Sonuçlar irdelendiğinde aslında sorunun çok basit bir cevabı var:
Anket kuruluşları kent merkezlerinde nabız ölçtüler, yoksul bölgelere, kırsal kesime gitmediler ya da gitmeye gerek görmediler.
Oysa eğer zafer denirse Netenyahu’ nun Likud’ una oyların büyük kısmı bu anketörlerin ulaşmadığı yoksullardan ve tutuculuğu tavan yapmış kırsal kesimden geldi.
Aslında dünya genelinde de anket şirketlerinin ilk yanılgısı değil bu, sonuncusu da olmayacak.
Bu konuda literatüre geçen en çarpıcı hikâye 1936 ABD Başkanlık seçimleri öncesindeki anketlere bağlı gelişmelerdir.

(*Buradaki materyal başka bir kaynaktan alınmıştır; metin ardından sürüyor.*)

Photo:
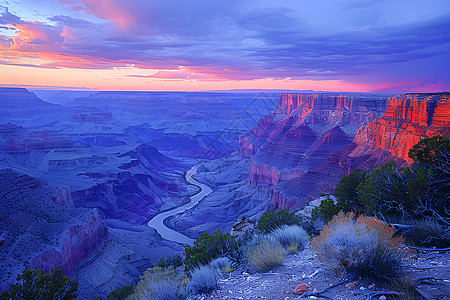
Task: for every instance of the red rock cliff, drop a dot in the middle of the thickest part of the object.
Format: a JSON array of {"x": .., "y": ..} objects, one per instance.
[
  {"x": 408, "y": 119},
  {"x": 78, "y": 242},
  {"x": 300, "y": 134}
]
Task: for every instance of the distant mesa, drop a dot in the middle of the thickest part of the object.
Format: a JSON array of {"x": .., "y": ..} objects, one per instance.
[
  {"x": 408, "y": 119},
  {"x": 19, "y": 101},
  {"x": 90, "y": 115}
]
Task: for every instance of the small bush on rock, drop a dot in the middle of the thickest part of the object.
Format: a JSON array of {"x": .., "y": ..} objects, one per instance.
[
  {"x": 165, "y": 262},
  {"x": 208, "y": 247},
  {"x": 160, "y": 284},
  {"x": 264, "y": 253},
  {"x": 121, "y": 293},
  {"x": 345, "y": 241},
  {"x": 35, "y": 284},
  {"x": 428, "y": 233},
  {"x": 381, "y": 264},
  {"x": 204, "y": 280},
  {"x": 293, "y": 237},
  {"x": 222, "y": 264},
  {"x": 271, "y": 220},
  {"x": 326, "y": 210}
]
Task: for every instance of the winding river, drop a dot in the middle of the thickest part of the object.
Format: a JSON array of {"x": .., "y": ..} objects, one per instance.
[{"x": 157, "y": 222}]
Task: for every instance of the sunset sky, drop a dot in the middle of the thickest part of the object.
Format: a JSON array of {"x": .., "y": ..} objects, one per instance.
[{"x": 346, "y": 45}]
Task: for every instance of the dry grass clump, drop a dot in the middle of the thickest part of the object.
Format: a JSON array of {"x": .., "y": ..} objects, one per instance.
[
  {"x": 264, "y": 254},
  {"x": 204, "y": 280},
  {"x": 358, "y": 245},
  {"x": 293, "y": 238}
]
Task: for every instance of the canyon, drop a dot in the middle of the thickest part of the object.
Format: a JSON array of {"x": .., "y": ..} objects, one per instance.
[
  {"x": 81, "y": 178},
  {"x": 87, "y": 173},
  {"x": 305, "y": 145}
]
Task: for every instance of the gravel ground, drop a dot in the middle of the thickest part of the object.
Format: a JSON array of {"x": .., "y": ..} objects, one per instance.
[{"x": 304, "y": 268}]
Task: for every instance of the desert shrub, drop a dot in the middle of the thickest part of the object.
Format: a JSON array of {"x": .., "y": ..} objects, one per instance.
[
  {"x": 121, "y": 294},
  {"x": 160, "y": 284},
  {"x": 347, "y": 192},
  {"x": 222, "y": 264},
  {"x": 394, "y": 191},
  {"x": 174, "y": 261},
  {"x": 326, "y": 210},
  {"x": 428, "y": 233},
  {"x": 208, "y": 247},
  {"x": 271, "y": 220},
  {"x": 35, "y": 284},
  {"x": 381, "y": 264},
  {"x": 291, "y": 237},
  {"x": 345, "y": 241},
  {"x": 264, "y": 253},
  {"x": 405, "y": 287},
  {"x": 418, "y": 191},
  {"x": 204, "y": 280}
]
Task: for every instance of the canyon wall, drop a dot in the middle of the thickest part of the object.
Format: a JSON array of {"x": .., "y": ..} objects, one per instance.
[
  {"x": 77, "y": 242},
  {"x": 408, "y": 119},
  {"x": 299, "y": 136}
]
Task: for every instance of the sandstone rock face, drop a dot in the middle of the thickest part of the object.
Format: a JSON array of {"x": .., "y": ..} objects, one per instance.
[
  {"x": 408, "y": 119},
  {"x": 64, "y": 196},
  {"x": 79, "y": 241},
  {"x": 20, "y": 102},
  {"x": 299, "y": 136}
]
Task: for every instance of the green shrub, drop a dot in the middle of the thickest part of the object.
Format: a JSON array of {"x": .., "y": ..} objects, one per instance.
[
  {"x": 160, "y": 284},
  {"x": 264, "y": 253},
  {"x": 121, "y": 294},
  {"x": 174, "y": 261},
  {"x": 204, "y": 280},
  {"x": 291, "y": 237},
  {"x": 428, "y": 233},
  {"x": 394, "y": 191},
  {"x": 208, "y": 247},
  {"x": 35, "y": 284},
  {"x": 326, "y": 210},
  {"x": 222, "y": 265},
  {"x": 271, "y": 220}
]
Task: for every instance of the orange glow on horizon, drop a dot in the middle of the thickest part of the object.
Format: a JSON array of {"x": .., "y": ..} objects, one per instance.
[{"x": 118, "y": 79}]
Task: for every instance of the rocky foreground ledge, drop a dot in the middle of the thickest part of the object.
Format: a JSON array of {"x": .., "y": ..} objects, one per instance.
[{"x": 304, "y": 269}]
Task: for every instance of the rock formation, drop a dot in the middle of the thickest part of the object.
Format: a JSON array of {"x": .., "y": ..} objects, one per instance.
[
  {"x": 408, "y": 119},
  {"x": 299, "y": 136}
]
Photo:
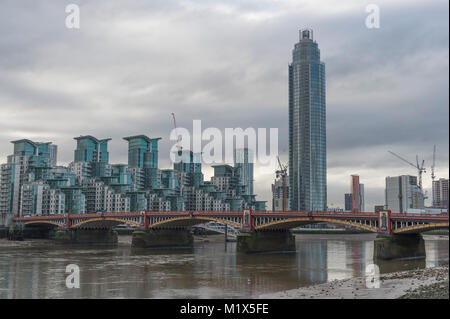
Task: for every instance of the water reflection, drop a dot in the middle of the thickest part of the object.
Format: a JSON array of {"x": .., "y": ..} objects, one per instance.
[{"x": 210, "y": 270}]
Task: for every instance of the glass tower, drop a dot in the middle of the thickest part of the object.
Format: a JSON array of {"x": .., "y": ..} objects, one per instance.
[{"x": 307, "y": 127}]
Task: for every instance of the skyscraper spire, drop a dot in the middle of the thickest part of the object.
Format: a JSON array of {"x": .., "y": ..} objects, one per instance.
[{"x": 307, "y": 126}]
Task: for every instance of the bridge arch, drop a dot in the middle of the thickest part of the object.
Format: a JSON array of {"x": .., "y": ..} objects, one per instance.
[
  {"x": 192, "y": 221},
  {"x": 102, "y": 222},
  {"x": 43, "y": 223},
  {"x": 296, "y": 222},
  {"x": 420, "y": 228}
]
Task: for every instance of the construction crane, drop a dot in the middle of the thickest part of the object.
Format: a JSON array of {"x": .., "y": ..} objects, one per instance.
[
  {"x": 420, "y": 168},
  {"x": 179, "y": 147},
  {"x": 282, "y": 172},
  {"x": 179, "y": 152},
  {"x": 434, "y": 163}
]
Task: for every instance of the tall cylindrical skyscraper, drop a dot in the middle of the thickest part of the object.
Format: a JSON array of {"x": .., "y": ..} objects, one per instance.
[{"x": 307, "y": 126}]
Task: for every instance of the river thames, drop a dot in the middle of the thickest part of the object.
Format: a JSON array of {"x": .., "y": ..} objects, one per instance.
[{"x": 212, "y": 269}]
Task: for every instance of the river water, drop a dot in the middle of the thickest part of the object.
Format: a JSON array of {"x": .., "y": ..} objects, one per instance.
[{"x": 212, "y": 269}]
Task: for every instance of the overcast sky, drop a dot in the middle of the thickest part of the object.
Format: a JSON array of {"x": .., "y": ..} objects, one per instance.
[{"x": 132, "y": 63}]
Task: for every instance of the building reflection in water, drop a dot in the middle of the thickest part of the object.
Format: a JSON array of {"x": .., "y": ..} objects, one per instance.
[{"x": 207, "y": 271}]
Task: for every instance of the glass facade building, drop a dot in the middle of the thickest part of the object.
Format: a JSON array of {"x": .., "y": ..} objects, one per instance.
[{"x": 307, "y": 127}]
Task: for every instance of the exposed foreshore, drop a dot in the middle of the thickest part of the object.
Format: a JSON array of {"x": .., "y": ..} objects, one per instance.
[{"x": 421, "y": 283}]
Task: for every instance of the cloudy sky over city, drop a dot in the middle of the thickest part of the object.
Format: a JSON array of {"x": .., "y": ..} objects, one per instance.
[{"x": 134, "y": 62}]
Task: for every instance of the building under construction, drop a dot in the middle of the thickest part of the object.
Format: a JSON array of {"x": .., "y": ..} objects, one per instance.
[{"x": 280, "y": 190}]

O güne kadar Amerika’da seçim tahminleri gazete ve dergilerin okuyucularına gönderdiği soru formlarının yanıtlanmasıyla ortaya çıkan sonuçlara dayanıyordu.
Bu alandaki en iddialı yayın organı “Literary Digest” isimli dergiydi.
Dergi 1936 seçimlerinden önce tam 10 milyon Amerikalıya “hangi adaya oy verecekleri” sorusunun yer aldığı anket formunu postaladı. (Fikir edinmeniz için ABD’ nin 1936 toplam nüfusunun 128 milyon olduğunu belirteyim)
Gönderilen 10 milyon formun 2 milyonu cevaplandırıldı ve dergi o cevaplar ışığında Cumhuriyetçi aday Alfred Landon’ un %54,5 oranında oy alarak seçimleri kazanacağı sonucunu açıkladı.
İlk kez o seçimlerde genç bir bilim adamı ortaya çıktı ve 2 milyon seçmenin eğilimini yansıtan Literary Digest dergisine karşı halkın ortalama temsilini ortaya koyacak bir kaç bin kişiyle yapılacak örnekleme yöntemli anketin daha sağlıklı sonuç vereceğini öne sürdü.
Genç adamın adı George Gallup idi ve 2 milyonluk dev araştırmaya karşı örnekleme yoluyla belirlediği ortalama 2 bin Amerikalıyla yaptığı ankete dayanarak seçimleri Demokrat Roosevelt’ in kazanacağını iddia etti.
Uzmanlar ve medya hayli uçuk iddiayla dalga geçti ama sonuçlar diğer araştırma gruplarını değil Gallup’ u haklı çıkardı…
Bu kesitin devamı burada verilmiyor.